A light dish for a lazy summer meal, this recipe makes 4 servings and matches beautifully with Sauvignon Blanc, Chardonnay or white blends.
* 12 ounces fresh or frozen scallops
* 1/4 cup chopped onion
* 1 clove garlic, minced
* 1 tablespoon butter or margarine
* 1/2 cup dry white wine
* 1 teaspoon dried basil, crushed
* 1/4 teaspoon salt
* 1/4 teaspoon dried oregano, crushed
* 1 tablespoon cold water
* 2 teaspoons cornstarch
* 2 medium tomatoes, seeded and chopped (about 1 cup)
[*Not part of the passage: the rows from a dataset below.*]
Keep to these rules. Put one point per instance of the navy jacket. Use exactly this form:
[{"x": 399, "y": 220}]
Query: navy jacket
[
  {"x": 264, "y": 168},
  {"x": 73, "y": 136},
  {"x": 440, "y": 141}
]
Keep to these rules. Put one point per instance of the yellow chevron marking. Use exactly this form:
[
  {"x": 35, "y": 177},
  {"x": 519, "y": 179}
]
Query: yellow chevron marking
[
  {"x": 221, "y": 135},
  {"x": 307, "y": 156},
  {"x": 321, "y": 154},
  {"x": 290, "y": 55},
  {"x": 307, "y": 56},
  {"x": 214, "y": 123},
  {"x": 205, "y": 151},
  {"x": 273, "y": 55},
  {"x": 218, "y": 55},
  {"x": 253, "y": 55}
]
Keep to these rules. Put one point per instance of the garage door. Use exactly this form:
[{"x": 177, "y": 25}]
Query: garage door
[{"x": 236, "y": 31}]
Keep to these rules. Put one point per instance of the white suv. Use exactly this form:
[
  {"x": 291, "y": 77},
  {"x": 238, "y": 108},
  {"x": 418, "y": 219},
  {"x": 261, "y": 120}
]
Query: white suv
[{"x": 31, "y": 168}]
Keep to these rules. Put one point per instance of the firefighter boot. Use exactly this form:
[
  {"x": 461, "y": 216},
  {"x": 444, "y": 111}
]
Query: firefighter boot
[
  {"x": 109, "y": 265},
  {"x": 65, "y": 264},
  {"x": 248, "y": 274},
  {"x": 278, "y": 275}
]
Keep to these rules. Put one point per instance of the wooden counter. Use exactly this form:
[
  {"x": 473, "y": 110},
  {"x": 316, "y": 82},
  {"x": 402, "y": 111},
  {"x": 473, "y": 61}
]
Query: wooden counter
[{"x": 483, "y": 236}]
* 6 ounces hot cooked spaghetti, fettuccine or linguine
* 1/4 cup grated Parmesan cheese
* 2 tablespoons snipped parsley
1. Thaw scallops (if frozen). Halve any large scallops. In a saucepan, cook onion and garlic in butter or margarine until tender but not brown. Stir in wine, basil, salt and oregano. Bring to boiling; add scallops. Return to boiling.
2. Meanwhile, stir together water and cornstarch. Stir cornstarch mixture into boiling scallop mixture. Cook and stir until thickened and bubbly. Cook and stir for 2 minutes more. Scallops should be opaque. Stir in chopped tomatoes.
3. Toss hot cooked spaghetti, fettuccine or linguine with scallop mixture, Parmesan cheese and parsley.